The articles of impeachment accuse the daughter of former president Rodrigo Duterte of graft, corruption, bribery and an alleged assassination plot against former ally President Ferdinand Marcos.
Under the Philippine constitution, a guilty verdict in the Senate would see Duterte removed from office and barred from elected office for life.
"This is no longer just about politics. This is about conscience, duty and the future of our nation," Representative Bienvenido Abante said immediately following the vote.
"This is not about 2028, this is not about political alliances, this is about whether we still believe that no one is above the law."
Lawmakers voted by a margin of 255 to 26 -- with nine abstentions -- to impeach.
The articles focus on misappropriation of public funds, unexplained assets, bribery of public officials, and an alleged death threat against Marcos and other family members.

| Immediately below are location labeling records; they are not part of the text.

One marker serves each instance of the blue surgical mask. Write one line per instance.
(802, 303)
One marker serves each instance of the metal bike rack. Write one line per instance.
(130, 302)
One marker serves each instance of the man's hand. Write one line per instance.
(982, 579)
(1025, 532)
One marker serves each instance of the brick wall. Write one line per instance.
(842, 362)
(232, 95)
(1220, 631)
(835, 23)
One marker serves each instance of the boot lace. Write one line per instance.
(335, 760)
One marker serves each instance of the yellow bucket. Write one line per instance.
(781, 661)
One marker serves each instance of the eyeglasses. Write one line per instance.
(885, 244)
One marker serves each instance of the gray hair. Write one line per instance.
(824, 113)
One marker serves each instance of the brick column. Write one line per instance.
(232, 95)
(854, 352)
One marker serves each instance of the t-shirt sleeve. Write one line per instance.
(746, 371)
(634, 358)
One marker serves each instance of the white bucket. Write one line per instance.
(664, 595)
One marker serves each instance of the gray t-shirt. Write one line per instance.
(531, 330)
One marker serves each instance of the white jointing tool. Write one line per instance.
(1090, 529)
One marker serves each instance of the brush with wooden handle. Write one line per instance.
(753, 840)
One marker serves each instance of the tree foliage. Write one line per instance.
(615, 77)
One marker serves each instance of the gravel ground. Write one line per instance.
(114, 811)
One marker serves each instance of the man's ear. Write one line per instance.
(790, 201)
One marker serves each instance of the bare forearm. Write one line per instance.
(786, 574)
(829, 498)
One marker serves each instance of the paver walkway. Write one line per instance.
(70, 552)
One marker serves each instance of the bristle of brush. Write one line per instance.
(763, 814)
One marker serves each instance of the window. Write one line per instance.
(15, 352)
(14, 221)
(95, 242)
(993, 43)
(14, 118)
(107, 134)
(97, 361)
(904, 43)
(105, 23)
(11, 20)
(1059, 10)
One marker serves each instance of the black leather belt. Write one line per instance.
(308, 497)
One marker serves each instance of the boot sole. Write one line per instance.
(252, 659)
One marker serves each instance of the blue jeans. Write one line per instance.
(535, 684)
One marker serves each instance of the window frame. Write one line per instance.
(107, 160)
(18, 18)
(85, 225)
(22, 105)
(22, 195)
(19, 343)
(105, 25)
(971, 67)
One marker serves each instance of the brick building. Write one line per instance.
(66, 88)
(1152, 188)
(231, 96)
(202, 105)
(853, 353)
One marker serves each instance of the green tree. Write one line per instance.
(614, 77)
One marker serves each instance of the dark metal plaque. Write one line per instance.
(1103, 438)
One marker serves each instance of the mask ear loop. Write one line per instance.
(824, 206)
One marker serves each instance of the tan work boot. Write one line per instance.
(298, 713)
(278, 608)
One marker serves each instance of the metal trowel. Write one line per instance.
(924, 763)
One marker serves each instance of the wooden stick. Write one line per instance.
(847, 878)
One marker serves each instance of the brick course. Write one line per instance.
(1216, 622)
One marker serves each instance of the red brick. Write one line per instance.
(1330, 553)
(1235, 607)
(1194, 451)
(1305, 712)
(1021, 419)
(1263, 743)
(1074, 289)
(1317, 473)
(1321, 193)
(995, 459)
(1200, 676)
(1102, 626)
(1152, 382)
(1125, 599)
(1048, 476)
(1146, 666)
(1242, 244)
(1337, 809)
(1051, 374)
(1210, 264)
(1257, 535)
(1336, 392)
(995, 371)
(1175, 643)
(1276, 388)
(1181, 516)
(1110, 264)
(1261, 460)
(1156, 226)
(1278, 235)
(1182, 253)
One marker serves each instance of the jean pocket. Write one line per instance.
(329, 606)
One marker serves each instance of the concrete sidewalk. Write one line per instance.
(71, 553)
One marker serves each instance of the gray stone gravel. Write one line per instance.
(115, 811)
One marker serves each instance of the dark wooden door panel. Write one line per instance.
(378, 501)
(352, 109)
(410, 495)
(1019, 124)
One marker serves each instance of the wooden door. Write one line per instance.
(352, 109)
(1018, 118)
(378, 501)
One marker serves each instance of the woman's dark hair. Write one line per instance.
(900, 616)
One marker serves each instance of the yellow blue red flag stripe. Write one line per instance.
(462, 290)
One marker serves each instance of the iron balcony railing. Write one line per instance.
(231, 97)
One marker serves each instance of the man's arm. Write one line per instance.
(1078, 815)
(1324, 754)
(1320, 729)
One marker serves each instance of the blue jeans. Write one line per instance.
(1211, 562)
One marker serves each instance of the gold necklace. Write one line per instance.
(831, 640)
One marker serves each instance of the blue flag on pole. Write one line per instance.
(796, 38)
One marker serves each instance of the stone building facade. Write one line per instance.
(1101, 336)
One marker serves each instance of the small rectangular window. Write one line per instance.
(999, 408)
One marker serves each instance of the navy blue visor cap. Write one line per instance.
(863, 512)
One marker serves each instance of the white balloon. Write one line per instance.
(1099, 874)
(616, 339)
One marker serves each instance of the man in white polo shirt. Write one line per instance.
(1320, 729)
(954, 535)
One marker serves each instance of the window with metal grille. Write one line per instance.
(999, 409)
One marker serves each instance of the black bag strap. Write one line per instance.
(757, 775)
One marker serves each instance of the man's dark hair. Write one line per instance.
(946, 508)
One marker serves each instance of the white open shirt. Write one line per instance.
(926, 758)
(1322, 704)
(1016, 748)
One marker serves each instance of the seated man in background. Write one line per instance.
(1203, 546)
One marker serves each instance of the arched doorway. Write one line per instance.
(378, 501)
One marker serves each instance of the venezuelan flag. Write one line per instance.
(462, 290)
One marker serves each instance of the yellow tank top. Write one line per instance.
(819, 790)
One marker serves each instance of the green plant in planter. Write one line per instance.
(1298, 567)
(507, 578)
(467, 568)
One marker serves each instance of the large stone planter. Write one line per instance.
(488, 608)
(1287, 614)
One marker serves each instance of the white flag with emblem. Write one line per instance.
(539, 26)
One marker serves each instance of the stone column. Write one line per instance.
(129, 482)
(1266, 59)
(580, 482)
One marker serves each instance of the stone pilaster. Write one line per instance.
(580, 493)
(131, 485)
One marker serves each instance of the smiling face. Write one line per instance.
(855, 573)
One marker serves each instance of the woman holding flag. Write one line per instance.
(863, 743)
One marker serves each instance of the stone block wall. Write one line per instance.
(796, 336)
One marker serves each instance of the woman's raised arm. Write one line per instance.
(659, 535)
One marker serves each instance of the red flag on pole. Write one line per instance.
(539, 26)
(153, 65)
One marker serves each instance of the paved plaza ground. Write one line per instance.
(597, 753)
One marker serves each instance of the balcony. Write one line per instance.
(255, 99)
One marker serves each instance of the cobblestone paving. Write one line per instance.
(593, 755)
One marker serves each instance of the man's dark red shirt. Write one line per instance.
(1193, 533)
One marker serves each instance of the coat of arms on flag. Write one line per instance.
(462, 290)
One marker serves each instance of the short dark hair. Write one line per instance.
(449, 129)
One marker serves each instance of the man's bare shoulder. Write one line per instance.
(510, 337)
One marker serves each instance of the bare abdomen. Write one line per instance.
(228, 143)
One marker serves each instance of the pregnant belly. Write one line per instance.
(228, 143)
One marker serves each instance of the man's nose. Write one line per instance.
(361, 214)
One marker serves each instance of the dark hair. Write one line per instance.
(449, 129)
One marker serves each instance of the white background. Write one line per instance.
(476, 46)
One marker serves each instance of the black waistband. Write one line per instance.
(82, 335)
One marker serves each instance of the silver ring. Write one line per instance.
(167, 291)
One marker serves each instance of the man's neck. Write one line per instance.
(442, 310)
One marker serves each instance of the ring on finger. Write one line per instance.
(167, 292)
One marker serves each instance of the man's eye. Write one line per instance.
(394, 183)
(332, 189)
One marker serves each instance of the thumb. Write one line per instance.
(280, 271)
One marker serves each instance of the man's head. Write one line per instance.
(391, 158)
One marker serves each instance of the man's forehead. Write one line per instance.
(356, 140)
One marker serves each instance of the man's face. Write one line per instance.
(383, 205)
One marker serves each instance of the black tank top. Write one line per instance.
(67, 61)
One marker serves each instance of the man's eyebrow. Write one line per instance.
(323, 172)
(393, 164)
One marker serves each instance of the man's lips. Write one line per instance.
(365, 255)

The threat against Marcos stemmed from a late-night press briefing in which Duterte claimed to have hired an assassin to kill the president should he have her cut down first.
She later said her comments had been misinterpreted.
In a statement released after Monday's vote, Duterte's defence counsel said the burden of proof now lay with her accusers.
"We are fully prepared to defend the Vice President before the Senate sitting as an Impeachment Court," the statement said.
- Second impeachment, new Senate -
Duterte and Marcos have been engaged in a high-stakes political brawl that erupted within weeks of their 2022 presidential election victory, when the vice president was denied her desired defence portfolio and instead named education secretary.
The feud exploded into open warfare in 2025 with her first impeachment and the subsequent arrest and transfer of her father to face charges at the International Criminal Court at the Hague tied to his deadly drug war.
This marks the second time the vice president has been impeached on mostly the same charges.
The Senate trial that followed her first impeachment saw senators don robes and convene a court on live television only to send the case back to the House, a decision one lawmaker called a "functional dismissal".
The upper chamber is now even more solidly stacked in Duterte's favour after a slate of candidates loyal to her outperformed expectations in May 2025's mid-term elections, winning five of 12 open seats.
On Monday, as the House impeachment vote got underway, longtime ally Senator Alan Peter Cayetano was voted in as the new Senate president in an election that had not been tipped beforehand.
Dennis Coronacion, chair of the political science department at Manila's University of Santo Tomas, told AFP before Cayetano's election he believed an acquittal was "highly possible" given the Senate's new makeup.
However, the impeachment process and presentation of evidence against her were likely to take a toll on Duterte's presidential hopes, all the same, Coronacion said.
"I'm expecting that by the next survey cycle, we'll see the change in the public perception about the vice president. Filipinos really hate corruption," he said, noting the vice president had declined to appear and defend herself at House committee meetings.